My college mentor once asked our class, what is the definition of bliss?
The class replied with random guesses such as a feeling of great happiness or a reunion with the divine.
It’s funny how much we really don’t know that we think we do.
My professor replied back, “Bliss is an unconditional joy that is not dependent on anything.” One does not acquire bliss nor is it the result of something.
Bliss is everywhere. When you look at a child playing, you see bliss. This type of radiating joy that has no room for other thoughts.
Yet, so many people walk around in misery and suffering.
When I was in San Francisco, one of the practitioners talked about his insights after returning from his first retreat. He said he realized one day that happiness was a choice. The ping of pleasure from acquiring a new toy or accomplishing a goal is nothing like the abiding bliss that’s always available right here, right now.
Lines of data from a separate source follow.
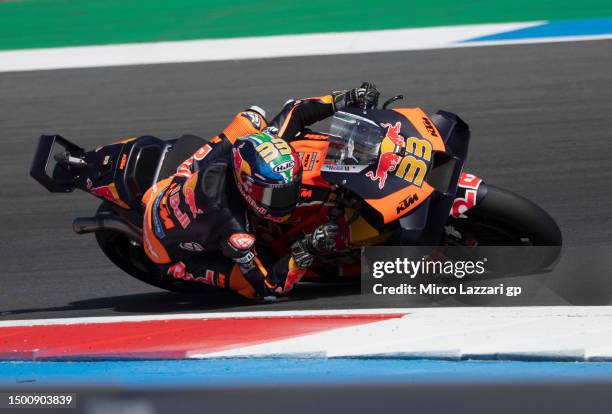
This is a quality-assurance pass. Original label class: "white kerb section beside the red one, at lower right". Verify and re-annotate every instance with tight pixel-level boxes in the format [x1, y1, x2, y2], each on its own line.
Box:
[188, 306, 612, 360]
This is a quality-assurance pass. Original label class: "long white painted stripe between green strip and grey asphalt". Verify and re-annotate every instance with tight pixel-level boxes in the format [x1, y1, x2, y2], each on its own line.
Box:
[0, 21, 546, 72]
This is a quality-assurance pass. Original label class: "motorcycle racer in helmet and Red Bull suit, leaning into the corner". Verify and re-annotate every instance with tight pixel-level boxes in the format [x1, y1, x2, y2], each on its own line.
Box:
[143, 83, 379, 299]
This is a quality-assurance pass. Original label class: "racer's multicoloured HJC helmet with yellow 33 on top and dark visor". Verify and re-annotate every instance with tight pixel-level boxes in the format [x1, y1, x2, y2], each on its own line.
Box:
[232, 132, 302, 222]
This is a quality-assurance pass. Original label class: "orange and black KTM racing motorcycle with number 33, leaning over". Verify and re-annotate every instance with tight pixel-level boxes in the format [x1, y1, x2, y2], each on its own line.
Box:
[31, 95, 561, 292]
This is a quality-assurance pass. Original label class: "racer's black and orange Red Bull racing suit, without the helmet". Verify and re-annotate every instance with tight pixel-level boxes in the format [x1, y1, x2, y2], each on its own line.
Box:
[143, 93, 342, 298]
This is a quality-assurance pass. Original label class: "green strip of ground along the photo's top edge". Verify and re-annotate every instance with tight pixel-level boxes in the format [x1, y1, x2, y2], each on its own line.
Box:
[0, 0, 612, 49]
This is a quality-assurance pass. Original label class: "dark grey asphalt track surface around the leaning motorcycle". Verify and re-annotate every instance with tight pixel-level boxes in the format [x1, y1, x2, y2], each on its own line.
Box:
[0, 40, 612, 319]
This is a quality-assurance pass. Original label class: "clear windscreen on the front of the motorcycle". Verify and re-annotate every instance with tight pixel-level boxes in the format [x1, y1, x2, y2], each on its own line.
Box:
[325, 112, 384, 165]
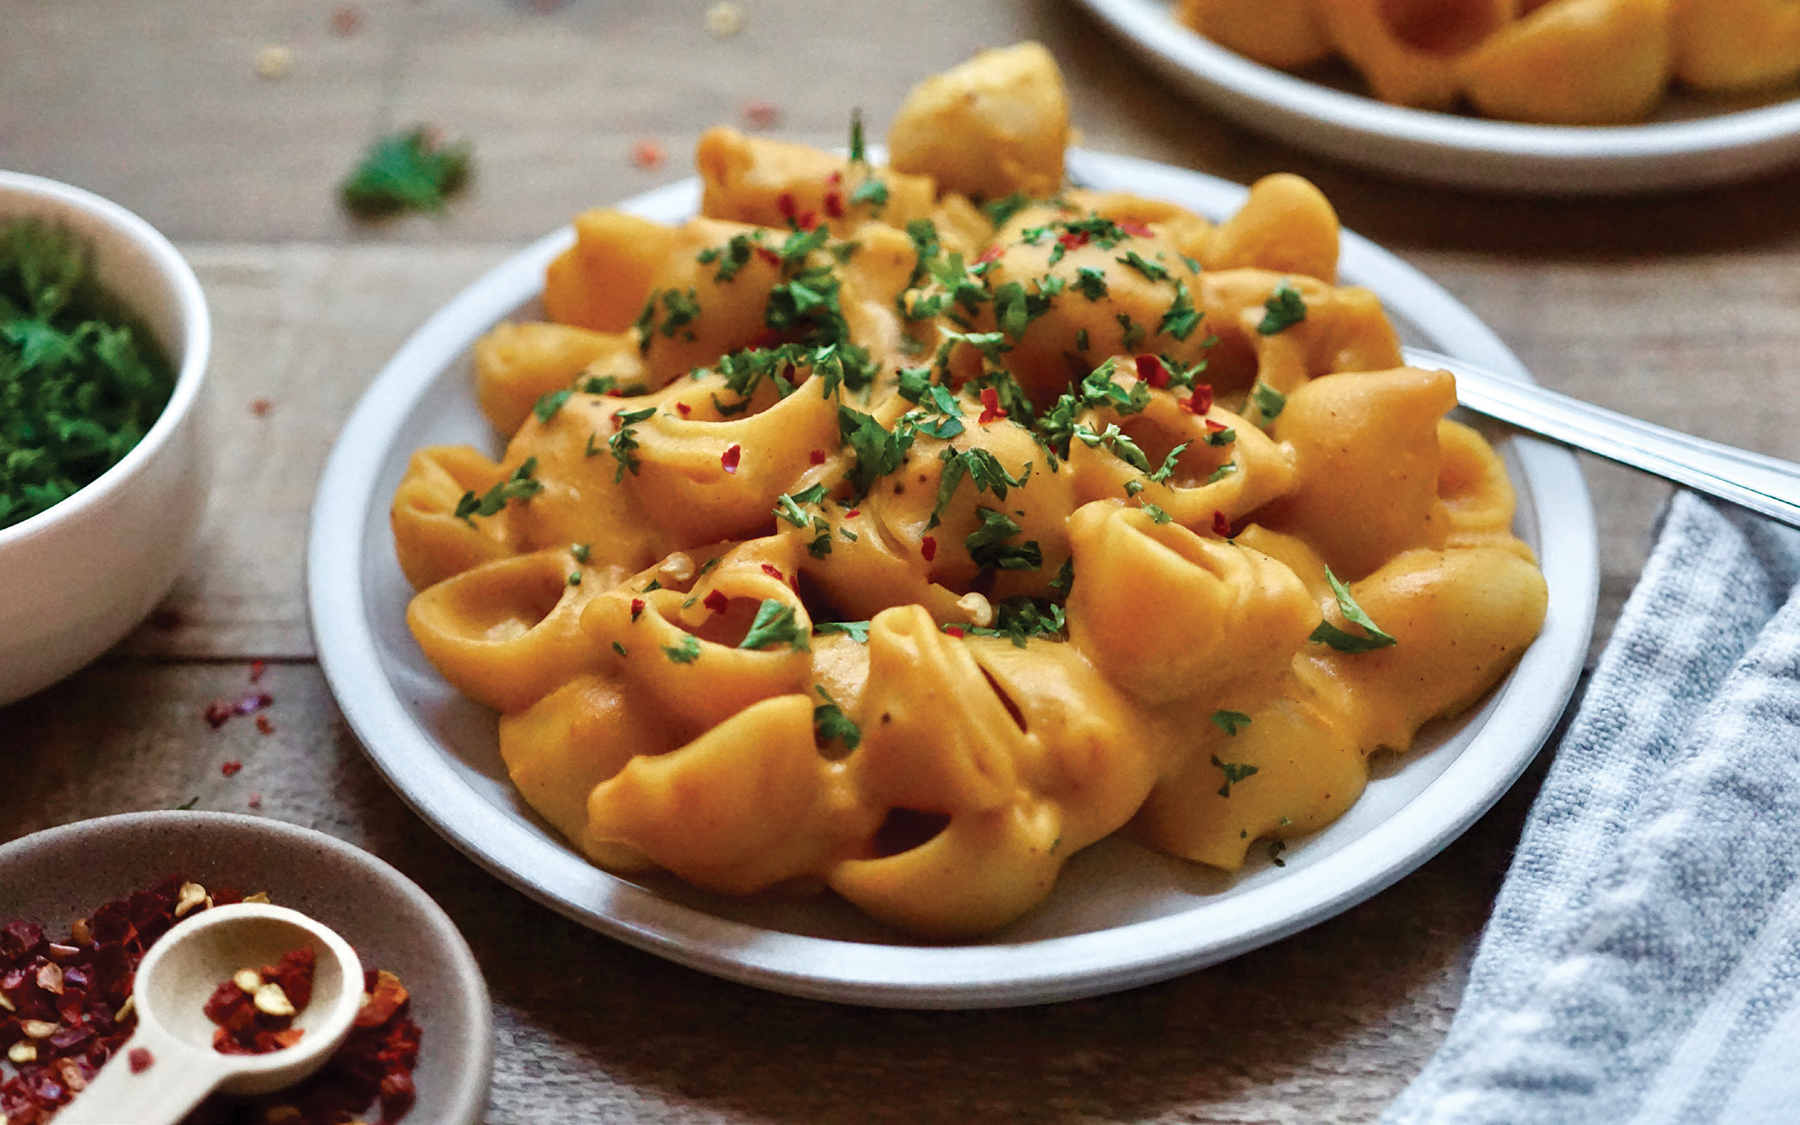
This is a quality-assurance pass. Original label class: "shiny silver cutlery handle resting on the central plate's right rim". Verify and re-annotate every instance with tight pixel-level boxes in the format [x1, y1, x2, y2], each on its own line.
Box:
[1406, 347, 1800, 527]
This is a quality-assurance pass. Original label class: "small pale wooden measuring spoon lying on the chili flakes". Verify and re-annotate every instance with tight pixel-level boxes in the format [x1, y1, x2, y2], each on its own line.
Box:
[56, 904, 362, 1125]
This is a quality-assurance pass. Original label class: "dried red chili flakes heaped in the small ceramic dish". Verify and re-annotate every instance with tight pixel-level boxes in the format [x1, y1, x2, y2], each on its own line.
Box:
[0, 875, 419, 1125]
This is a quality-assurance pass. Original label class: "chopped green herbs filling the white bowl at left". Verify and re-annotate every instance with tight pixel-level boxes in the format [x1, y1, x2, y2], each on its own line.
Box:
[0, 220, 175, 527]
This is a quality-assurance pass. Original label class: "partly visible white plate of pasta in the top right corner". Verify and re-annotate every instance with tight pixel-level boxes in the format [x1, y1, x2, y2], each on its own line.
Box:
[1080, 0, 1800, 194]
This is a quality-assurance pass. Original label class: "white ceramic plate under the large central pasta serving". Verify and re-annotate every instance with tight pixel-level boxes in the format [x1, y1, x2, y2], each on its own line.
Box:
[308, 153, 1598, 1008]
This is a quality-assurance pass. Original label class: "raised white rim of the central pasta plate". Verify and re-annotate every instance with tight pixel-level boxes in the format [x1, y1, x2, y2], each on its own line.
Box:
[306, 149, 1598, 1008]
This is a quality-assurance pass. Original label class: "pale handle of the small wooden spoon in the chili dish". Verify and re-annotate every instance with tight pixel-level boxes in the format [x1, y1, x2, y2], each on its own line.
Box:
[56, 1022, 229, 1125]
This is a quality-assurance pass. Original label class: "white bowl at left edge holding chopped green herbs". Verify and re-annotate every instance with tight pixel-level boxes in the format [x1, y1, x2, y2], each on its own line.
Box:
[0, 171, 212, 706]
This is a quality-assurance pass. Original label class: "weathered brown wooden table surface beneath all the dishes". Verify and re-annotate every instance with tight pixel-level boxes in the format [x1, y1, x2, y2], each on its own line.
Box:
[0, 0, 1800, 1123]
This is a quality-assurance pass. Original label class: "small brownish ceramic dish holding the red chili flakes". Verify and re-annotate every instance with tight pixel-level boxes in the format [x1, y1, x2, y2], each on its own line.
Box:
[0, 812, 493, 1125]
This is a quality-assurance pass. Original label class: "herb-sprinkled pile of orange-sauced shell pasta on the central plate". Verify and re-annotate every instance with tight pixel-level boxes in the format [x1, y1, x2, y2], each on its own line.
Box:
[392, 43, 1546, 940]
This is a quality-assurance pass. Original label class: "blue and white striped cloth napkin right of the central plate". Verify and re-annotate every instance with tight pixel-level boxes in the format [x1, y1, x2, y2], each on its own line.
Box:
[1382, 493, 1800, 1125]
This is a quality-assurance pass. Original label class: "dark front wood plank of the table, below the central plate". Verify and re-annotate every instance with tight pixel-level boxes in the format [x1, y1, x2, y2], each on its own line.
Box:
[0, 659, 1562, 1125]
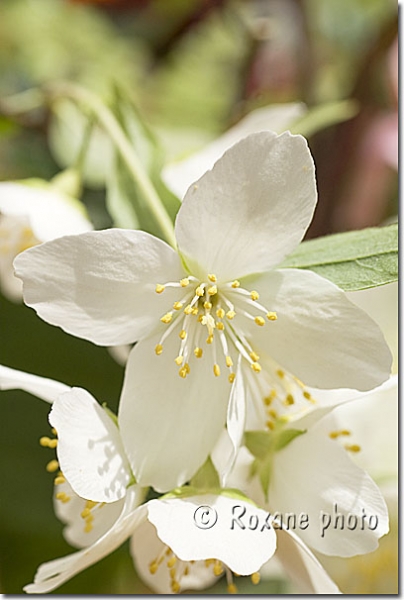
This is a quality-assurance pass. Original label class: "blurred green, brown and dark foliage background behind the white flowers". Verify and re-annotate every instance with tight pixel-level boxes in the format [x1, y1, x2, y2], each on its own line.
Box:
[0, 0, 398, 594]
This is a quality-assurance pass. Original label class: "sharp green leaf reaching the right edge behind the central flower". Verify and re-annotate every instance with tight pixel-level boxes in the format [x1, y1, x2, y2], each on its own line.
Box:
[279, 224, 398, 292]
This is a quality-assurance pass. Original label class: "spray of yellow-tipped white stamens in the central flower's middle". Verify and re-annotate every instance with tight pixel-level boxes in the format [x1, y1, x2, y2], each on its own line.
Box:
[155, 273, 277, 383]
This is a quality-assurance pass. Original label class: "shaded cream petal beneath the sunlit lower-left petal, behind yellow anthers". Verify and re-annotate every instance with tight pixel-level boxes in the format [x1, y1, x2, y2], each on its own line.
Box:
[53, 481, 124, 548]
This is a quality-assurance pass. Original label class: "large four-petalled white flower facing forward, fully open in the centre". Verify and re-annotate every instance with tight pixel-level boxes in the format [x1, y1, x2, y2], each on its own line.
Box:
[15, 132, 390, 492]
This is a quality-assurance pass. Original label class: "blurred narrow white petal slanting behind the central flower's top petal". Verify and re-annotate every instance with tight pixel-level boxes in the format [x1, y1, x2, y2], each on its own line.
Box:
[162, 103, 305, 198]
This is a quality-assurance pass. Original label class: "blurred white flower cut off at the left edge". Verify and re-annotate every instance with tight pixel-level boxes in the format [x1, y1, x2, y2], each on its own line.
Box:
[0, 180, 92, 301]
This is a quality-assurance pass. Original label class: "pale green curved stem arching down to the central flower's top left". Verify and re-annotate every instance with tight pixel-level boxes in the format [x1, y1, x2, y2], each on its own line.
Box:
[47, 82, 176, 248]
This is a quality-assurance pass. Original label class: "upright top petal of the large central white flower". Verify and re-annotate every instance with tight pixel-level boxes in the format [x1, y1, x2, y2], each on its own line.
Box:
[175, 132, 316, 280]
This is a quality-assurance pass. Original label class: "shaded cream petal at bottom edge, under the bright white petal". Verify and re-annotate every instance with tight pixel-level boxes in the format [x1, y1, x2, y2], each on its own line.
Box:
[130, 521, 217, 594]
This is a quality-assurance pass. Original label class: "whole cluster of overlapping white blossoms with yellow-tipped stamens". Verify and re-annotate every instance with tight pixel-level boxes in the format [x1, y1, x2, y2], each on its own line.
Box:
[0, 119, 395, 594]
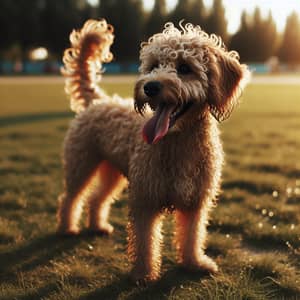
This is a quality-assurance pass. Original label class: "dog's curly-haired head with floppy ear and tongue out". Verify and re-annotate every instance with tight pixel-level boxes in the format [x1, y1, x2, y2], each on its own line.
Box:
[135, 23, 249, 144]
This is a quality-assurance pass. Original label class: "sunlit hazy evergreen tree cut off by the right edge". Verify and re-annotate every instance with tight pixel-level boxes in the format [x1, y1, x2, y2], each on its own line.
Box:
[279, 12, 300, 66]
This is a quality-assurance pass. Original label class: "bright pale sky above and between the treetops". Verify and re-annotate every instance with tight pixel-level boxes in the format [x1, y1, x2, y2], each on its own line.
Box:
[88, 0, 300, 33]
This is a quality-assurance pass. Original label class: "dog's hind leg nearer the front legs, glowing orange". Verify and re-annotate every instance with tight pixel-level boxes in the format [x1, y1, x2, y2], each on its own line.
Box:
[88, 161, 126, 234]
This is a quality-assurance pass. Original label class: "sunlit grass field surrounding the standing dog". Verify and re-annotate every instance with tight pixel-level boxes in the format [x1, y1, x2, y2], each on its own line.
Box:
[0, 78, 300, 300]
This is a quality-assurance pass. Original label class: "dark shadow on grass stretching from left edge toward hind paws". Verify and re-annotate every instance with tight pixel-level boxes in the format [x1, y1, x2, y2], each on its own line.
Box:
[0, 233, 89, 276]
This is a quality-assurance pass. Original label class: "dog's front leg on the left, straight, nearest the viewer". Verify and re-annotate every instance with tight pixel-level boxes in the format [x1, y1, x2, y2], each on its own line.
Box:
[128, 207, 162, 284]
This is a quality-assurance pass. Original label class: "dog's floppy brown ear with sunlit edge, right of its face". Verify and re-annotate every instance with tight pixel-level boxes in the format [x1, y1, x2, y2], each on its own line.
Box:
[207, 52, 250, 122]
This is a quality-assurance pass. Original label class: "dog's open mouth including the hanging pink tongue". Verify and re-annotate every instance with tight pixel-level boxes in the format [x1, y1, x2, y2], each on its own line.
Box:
[143, 101, 193, 144]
I remember on my first retreat feeling a surge of great empathy and love. It was almost delusional that here I was just sitting with my legs in physical pain, but all I felt was a great expanding joy and bliss to simply be alive.
Pure happiness came from removing away all the obstacles that I placed myself in the form of expectations, disappointments, desires, and judgments.
I still remember this quote from Dostoevsky’s Brothers Karamazov by a child on his deathbed:
The first birds of spring were flitting in the branches, chirruping and singing at the windows. And looking at them and admiring them, he began suddenly begging their forgiveness too: “Birds of heaven, happy birds, forgive me, for I have sinned against you too.” None of us could understand that at the time, but he shed tears of joy. “Yes,” he said, “there was such a glory of God all about me: birds, trees, meadows, sky; only I lived in shame and dishonoured it all and did not notice the beauty and glory.”
“Mother, darling, it’s for joy, not for grief I am crying. Though I can’t explain it to you, I like to humble myself before them, for I don’t know how to love them enough. If I have sinned against everyone, yet all forgive me, too, and that’s heaven. Am I not in heaven now?”
Of course, I want to be clear that I’m not saying that circumstances are unimportant or that ambition is bad. The path is in the middle. We still have to go about our lives doing things. But, it’s an invaluable gift to know that there’s a completely free and always available ground of joyful being. All I have to do is remember and reconnect with my bliss.
These past few years, I have been pursuing a lot of great ambitions including traveling in a RV, starting a business, or getting physically stronger. In the end, I never really accomplished what I originally intended.
This past month, I made a conscious choice to relax. Before, I had a lot of end goals that made a lot of sense, but I was forcing myself along the way to get to those end goals. So, I would inevitably fail because it’s impossible to brute will one’s way through life every day. I still am pursuing a lot of activities, but they are journeys that I enjoy walking. For many of these paths, I have no idea if I will ever reach the end or what the end product will look like. But I can stay in my bliss pursuing them.